What’s more important-contests or filming?
In the past, contests were more important to me, because that was just my way of coming up and getting known in snowboarding. But now I think it’s changing for me, now that I’ve done well in a couple contests I really want to focus on getting a good video part. So hopefully over that next couple of years I’ll get to focus a lot more on that and put a lot of my energy into making movies.
What direction do you thing snowboarding is headed in?
I think it’s definitely headed more toward a contest scene just because of TV and that’s how the mainstream is getting into it. In a way I think it’s good, but in another way I think it sucks because it kind of takes away from the sport. Snowboarding isn’t all about just beating other people, it’s about going out there with your friends and having fun, so I hope that kids can just realize what snowboarding was and is all about.
What has snowboarding taught you?
It’s taught me a lot of different things, from the traveling to learning about the mountains to dealing with pressures, there are so many different things you can learn from snowboarding. It definitely teaches you a lot of life lessons and matures you at a young age. Most people my age are in a dorm partying, but what I’m doing is a job, so it makes you to grow up a little faster.
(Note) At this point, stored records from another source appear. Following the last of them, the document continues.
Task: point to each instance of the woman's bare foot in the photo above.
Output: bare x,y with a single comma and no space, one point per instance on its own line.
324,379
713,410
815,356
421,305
What is the job part of your job?
There’s a lot required, especially with Burton, we have to go to a lot of round tables and give a lot of input and sometimes that just feels kind of like a job, because it’s not just snowboarding. I think it’s really important to give good input, because that’s what makes the brand what it is. So for me that sometimes feels like a job, but really that’s the least of my worries right now. Life’s pretty good.
What’s next for you in snowboarding?
What’s next for me is showing people that I’m not only focused on contests. And I think some people saw that with my part in Mack Dawg’s Picture This. I’d really like to explore more in the backcountry and next year I definitely want to take it to the next level and get some good backcountry shots and start moving that direction.